I’ve been spending a lot of time over the last few days making my code run faster. This is a fairly common pastime of mine, I’ve always enjoyed optimising code, and sometimes the speedups you can get from innocuous changes are frankly amazing. However, in my long experience of this kind of activity, I’ve noticed a pretty consistent law, which as far as I can tell nobody else has caught on to. So, flame-retardant suit fully adorned, I claim my own law — Godbolt’s Law:


Godbolt’s Law — if any single optimisation makes a routine run two or more times faster, then you’ve broken the code.


A staggeringly potent law, I’m sure you’ll agree, borne out over many long times where I’ve been carefully noting down execution times, then discovered that I’ve sped things up by a factor of three! ‘Hurrah’, think I, and proceed to dance around the room, to the amusement of my colleagues (many of whom have probably cottoned on to this Law already).
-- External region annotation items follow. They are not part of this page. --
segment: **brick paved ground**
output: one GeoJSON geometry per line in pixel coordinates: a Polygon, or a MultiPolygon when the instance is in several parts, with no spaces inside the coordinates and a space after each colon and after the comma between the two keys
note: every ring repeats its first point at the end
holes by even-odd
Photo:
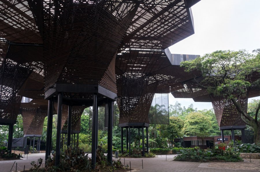
{"type": "MultiPolygon", "coordinates": [[[[91,156],[91,155],[90,156],[91,156]]],[[[44,153],[29,154],[28,159],[25,156],[26,159],[9,161],[0,161],[0,172],[15,171],[16,163],[17,163],[17,170],[23,171],[24,166],[25,165],[25,170],[29,169],[31,166],[30,163],[32,161],[37,162],[40,157],[44,158],[44,153]],[[16,163],[11,170],[12,166],[14,161],[16,163]]],[[[138,169],[138,172],[190,172],[200,171],[207,172],[228,172],[235,170],[236,171],[247,172],[259,171],[260,171],[260,160],[247,159],[244,162],[237,163],[203,163],[193,162],[183,162],[172,161],[173,157],[167,156],[166,161],[166,156],[159,155],[158,157],[154,158],[126,158],[125,159],[126,165],[130,166],[130,161],[131,162],[132,169],[138,169]],[[143,160],[144,169],[142,169],[142,160],[143,160]],[[139,162],[138,162],[139,161],[139,162]]],[[[115,158],[114,158],[114,159],[115,158]]],[[[121,159],[123,164],[124,158],[121,159]]],[[[44,164],[44,160],[43,164],[44,164]]]]}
Excitedly I begin writing the check-in notes for this fantastic speed up, and then, just before I commit the change, I remember to actually check the results — and yes, you’ve sussed it, the reason it’s going three times faster is because I’ve broken it and now it’s not actually doing any work at all. Arse!

In fact, oftentimes I’ve actually checked in code like this, so excited have I been about the speedup. Premature optimisation may be the root of all evil, but premature checkins are the root of the root of all evil.

Maybe there’s some kind of way an automatic metric can be used to check this; an automatic build system perhaps can do performance analysis and alert management if suddenly things are blazing along — either someone’s done something so amazing they should be rewarded…or else Godbolt’s Law is at work and the gremlins are now running amok in the source code!

Filed under: Coding
Posted at 22:33:56 BST on 4th April 2005.